He Ruins Everything for Good - Advent Meditation
(This is part of a set of daily Advent meditations I'll be posting. They're going up a day early so that you can use them, if you wish, for private reflection in this season of anticipation and preparation.)
"And there appeared to him an angel of the Lord standing on the right
side of the altar of incense. And Zechariah was troubled when he saw
him, and fear fell upon him. But the angel said to him, “Do not be
afraid, Zechariah, for your prayer has been heard, and your wife
Elizabeth will bear you a son, and you shall call his name John. And
you will have joy and gladness, and many will rejoice at his birth,
for he will be great before the Lord. And he must not drink wine or
strong drink, and he will be filled with the Holy Spirit, even from
his mother's womb. And he will turn many of the children of Israel to
the Lord their God, and he will go before him in the spirit and power
of Elijah, to turn the hearts of the fathers to the children, and the
disobedient to the wisdom of the just, to make ready for the Lord a
people prepared.”
-Luke 1:11-17
One of the greatest lies Christians
will tell you is that God won't completely ruin your life.

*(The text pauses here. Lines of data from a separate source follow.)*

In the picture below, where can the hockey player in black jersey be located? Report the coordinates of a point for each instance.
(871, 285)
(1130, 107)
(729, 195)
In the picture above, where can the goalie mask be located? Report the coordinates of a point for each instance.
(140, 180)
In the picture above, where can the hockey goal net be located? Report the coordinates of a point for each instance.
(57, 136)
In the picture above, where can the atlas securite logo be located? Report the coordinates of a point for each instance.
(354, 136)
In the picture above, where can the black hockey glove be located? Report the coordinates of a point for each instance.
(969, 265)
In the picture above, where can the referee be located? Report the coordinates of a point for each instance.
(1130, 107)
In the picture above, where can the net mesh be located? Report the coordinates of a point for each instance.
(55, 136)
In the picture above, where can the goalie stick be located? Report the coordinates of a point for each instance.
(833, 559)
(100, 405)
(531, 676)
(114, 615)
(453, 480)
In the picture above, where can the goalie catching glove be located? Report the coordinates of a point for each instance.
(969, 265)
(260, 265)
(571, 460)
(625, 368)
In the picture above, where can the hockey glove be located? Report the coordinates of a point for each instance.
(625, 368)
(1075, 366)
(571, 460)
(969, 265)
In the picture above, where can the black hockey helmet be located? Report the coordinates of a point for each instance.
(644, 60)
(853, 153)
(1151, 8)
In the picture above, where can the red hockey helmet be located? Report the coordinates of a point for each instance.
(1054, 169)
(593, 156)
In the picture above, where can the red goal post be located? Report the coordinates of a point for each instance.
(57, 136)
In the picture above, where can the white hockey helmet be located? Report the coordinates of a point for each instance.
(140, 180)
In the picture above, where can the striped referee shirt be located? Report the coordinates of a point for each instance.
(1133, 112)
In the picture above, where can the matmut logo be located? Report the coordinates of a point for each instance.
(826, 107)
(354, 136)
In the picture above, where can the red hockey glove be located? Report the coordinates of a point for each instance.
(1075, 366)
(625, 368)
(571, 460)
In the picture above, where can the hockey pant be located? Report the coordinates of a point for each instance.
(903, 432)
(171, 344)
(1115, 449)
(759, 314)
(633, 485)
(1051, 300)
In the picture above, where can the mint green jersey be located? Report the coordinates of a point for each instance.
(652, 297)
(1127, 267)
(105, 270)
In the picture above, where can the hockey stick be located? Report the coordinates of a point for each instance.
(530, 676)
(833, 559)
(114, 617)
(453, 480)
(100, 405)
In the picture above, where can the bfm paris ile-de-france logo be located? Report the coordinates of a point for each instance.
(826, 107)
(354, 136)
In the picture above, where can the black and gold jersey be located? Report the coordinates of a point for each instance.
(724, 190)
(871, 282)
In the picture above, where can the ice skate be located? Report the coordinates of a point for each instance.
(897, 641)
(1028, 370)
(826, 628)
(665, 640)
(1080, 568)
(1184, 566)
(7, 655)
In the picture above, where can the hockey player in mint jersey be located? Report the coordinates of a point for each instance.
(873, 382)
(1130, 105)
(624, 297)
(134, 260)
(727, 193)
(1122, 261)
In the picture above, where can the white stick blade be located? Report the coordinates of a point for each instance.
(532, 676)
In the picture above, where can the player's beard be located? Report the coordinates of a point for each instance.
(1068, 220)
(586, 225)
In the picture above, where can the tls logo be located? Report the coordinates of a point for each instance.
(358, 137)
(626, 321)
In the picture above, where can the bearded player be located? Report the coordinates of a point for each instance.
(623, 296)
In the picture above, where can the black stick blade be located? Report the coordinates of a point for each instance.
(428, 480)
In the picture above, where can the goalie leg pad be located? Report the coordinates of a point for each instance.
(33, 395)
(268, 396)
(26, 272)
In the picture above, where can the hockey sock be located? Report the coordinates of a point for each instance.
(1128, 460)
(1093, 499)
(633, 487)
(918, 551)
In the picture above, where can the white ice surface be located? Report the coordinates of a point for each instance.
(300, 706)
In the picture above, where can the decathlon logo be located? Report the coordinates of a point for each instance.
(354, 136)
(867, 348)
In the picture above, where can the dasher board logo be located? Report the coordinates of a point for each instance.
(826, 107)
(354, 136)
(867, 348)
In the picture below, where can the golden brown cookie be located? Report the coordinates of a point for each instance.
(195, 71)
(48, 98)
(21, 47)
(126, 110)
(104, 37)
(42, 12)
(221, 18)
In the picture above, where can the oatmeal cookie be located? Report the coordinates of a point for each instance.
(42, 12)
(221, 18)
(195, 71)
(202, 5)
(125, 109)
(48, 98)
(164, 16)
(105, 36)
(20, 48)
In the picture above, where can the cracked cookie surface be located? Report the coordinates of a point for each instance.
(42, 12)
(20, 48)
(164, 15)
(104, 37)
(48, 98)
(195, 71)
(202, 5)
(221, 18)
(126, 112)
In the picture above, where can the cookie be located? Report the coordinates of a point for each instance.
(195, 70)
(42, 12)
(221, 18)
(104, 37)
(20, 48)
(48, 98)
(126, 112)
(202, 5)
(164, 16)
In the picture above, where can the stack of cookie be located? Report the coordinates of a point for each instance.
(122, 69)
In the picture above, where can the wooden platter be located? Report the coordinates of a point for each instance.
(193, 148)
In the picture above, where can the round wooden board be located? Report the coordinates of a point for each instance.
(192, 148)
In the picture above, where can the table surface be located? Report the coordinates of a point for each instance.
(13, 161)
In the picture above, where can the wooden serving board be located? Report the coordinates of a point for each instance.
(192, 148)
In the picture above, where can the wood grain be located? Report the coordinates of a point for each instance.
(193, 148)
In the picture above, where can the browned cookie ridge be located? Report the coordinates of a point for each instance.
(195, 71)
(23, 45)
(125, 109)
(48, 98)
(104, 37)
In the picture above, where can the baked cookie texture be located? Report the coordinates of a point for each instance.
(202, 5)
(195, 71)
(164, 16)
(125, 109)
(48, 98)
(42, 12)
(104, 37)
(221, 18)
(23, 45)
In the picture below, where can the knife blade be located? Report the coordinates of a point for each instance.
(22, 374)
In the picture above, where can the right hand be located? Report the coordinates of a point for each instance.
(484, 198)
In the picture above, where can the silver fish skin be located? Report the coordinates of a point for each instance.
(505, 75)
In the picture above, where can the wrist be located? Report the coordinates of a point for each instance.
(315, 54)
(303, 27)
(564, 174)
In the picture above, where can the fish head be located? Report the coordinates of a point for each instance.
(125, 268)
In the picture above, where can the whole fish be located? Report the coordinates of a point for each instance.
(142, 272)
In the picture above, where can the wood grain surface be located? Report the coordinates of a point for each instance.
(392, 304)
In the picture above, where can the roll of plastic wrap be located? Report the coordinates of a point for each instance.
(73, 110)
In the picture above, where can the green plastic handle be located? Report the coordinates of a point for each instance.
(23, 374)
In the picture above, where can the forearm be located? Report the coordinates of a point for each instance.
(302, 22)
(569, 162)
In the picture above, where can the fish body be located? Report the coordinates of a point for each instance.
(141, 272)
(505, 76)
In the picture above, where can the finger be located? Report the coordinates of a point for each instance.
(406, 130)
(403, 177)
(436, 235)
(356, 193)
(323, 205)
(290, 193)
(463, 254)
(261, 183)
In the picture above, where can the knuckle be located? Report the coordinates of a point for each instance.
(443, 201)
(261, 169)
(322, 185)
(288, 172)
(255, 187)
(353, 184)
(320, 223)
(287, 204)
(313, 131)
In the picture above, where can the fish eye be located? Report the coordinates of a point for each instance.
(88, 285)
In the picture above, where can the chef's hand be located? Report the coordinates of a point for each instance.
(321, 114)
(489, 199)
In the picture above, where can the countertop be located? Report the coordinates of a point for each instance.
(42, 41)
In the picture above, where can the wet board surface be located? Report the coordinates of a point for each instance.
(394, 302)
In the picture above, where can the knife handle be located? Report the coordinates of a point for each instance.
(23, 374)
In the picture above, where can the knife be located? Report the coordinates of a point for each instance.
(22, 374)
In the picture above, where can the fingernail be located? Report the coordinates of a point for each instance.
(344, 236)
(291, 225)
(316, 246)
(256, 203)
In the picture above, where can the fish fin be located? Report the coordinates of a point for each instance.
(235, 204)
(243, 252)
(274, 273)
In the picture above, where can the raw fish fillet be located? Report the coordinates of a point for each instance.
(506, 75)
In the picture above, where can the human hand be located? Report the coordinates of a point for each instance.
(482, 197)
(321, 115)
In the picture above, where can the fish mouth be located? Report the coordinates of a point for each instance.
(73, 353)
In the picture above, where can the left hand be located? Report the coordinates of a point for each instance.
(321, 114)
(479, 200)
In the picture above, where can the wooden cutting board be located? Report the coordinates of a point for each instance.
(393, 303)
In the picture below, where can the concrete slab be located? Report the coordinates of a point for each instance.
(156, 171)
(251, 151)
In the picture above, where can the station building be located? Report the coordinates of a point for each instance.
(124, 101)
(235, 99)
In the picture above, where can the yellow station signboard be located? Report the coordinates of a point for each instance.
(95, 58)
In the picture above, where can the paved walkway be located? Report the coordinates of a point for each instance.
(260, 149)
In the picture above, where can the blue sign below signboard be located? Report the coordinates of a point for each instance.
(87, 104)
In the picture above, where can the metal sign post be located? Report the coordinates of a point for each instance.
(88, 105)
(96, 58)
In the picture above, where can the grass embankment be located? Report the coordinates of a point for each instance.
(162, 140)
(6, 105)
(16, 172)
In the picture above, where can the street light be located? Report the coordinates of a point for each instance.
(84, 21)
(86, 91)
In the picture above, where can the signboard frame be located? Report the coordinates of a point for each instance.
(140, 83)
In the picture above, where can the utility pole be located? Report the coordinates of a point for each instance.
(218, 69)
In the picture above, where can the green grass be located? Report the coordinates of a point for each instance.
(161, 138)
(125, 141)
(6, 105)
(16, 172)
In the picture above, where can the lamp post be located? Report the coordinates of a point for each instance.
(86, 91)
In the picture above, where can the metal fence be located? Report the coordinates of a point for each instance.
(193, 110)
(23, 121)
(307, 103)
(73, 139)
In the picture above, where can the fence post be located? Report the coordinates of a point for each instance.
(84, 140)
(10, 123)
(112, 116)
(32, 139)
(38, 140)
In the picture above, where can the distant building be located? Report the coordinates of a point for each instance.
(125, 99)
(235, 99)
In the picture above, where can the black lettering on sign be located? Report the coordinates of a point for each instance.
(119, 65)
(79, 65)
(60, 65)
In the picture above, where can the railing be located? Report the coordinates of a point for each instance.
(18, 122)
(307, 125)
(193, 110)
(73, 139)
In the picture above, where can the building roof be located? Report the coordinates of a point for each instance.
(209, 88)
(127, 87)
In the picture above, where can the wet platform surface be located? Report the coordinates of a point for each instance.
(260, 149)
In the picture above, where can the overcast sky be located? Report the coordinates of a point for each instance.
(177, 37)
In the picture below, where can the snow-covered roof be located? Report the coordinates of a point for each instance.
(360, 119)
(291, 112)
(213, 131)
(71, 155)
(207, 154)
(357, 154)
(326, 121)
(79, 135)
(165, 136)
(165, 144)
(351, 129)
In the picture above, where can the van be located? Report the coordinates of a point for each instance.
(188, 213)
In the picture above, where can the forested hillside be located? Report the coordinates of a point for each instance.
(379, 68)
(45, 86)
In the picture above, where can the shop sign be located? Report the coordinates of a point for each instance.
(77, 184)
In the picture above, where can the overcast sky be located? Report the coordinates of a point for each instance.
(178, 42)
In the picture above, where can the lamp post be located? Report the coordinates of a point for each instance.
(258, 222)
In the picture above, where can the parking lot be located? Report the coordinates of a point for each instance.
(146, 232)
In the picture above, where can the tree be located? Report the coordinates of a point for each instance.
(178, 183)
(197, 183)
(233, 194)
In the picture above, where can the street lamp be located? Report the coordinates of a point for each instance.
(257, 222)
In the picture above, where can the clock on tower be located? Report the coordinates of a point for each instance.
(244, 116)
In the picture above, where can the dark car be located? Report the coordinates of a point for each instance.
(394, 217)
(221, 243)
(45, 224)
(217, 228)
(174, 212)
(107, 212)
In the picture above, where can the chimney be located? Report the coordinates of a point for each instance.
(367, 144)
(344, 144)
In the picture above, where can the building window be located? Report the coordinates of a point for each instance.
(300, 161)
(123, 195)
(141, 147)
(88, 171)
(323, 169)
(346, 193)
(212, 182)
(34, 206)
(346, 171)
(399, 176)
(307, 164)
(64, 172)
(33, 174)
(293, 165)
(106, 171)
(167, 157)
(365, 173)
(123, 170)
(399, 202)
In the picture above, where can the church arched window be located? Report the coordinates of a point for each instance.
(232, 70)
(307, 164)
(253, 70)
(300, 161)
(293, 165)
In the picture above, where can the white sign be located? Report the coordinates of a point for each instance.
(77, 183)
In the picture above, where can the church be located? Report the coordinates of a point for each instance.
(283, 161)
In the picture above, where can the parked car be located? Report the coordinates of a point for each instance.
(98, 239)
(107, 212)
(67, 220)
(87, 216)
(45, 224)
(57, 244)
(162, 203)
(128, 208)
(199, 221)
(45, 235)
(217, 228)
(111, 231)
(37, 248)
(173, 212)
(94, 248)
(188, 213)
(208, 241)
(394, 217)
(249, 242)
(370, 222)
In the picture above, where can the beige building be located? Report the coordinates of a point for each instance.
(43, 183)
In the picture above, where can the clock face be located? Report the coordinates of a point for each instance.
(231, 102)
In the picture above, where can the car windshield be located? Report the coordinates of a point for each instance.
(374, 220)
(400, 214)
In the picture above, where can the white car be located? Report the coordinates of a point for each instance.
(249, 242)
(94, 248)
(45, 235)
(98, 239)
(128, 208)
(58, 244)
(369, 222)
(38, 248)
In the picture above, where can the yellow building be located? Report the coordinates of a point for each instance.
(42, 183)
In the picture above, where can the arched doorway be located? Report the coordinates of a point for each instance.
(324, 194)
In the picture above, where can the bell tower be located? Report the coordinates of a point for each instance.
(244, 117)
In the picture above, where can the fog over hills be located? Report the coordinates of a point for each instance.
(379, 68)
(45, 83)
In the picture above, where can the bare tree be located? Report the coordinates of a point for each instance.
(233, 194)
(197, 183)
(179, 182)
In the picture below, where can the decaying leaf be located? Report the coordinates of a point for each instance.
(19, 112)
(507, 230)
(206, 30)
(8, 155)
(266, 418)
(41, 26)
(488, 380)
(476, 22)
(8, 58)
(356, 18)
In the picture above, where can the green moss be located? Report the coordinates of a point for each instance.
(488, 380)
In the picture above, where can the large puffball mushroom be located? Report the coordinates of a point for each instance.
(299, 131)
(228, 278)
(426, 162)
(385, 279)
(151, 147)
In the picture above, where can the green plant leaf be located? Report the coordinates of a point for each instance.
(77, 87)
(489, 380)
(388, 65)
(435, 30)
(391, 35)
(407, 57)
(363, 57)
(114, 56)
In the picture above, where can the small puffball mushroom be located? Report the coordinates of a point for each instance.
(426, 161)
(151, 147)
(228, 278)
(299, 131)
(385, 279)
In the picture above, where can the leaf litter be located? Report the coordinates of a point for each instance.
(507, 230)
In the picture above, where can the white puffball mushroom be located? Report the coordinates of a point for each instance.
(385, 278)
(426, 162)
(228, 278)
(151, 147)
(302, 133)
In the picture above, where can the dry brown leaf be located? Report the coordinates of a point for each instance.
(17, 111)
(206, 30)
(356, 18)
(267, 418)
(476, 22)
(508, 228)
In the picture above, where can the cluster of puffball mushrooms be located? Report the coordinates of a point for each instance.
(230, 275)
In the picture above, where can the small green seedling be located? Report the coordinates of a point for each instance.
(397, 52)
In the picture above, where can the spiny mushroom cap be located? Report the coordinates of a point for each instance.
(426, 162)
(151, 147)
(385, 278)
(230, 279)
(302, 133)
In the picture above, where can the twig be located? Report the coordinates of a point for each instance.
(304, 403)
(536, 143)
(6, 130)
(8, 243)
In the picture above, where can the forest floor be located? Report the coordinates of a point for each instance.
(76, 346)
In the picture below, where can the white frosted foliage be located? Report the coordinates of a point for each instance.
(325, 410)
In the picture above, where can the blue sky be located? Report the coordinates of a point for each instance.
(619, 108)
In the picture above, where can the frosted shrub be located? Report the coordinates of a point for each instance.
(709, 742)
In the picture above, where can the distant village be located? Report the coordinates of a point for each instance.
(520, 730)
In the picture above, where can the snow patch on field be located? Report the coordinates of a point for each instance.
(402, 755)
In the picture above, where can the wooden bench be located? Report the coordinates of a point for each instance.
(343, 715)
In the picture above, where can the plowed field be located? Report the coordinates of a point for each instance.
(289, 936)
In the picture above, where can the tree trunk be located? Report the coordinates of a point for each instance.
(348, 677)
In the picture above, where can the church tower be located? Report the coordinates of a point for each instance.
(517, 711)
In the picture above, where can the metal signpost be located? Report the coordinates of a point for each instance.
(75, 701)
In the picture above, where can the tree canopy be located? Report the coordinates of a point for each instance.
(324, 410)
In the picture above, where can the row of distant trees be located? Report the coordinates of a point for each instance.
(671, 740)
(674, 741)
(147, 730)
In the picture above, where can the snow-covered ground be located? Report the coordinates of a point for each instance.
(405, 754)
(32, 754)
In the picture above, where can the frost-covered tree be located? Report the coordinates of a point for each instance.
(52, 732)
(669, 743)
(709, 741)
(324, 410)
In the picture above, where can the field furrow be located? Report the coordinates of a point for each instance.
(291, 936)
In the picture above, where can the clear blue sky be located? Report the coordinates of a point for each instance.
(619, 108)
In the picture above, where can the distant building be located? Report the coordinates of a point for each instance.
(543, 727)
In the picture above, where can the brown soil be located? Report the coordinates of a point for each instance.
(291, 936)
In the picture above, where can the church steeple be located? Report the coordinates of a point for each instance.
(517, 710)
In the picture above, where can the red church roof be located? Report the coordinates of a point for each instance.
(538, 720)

This text is part of the birth
narrative of John the Baptist. Here he is, the herald of the coming
king. Here is Elijah come to return the fathers to their children, as
Malachi promised. Here is the promise of a child to infertile
Elizabeth. Here is the moment of greatest joy for her and Zechariah
her husband – and also the moment of greatest grief.
Zechariah and Elizabeth had been asking
God for a child more years than they could count. They were still
asking, even though the lines on their face had deepened to crevasses
and the silver overtaken their hair. And the good news comes - “Do
not be afraid, Zechariah, for your prayer has been heard, and your
wife Elizabeth will bear you a son.” “And you will have joy and
gladness, and many will rejoice at his birth.” The asked-for
miracle had arrived!
Except that the angel kept on talking,
and I have to wonder what Zechariah thought. After all, what dreams
do such a couple have for a son? Someone to carry on the family name?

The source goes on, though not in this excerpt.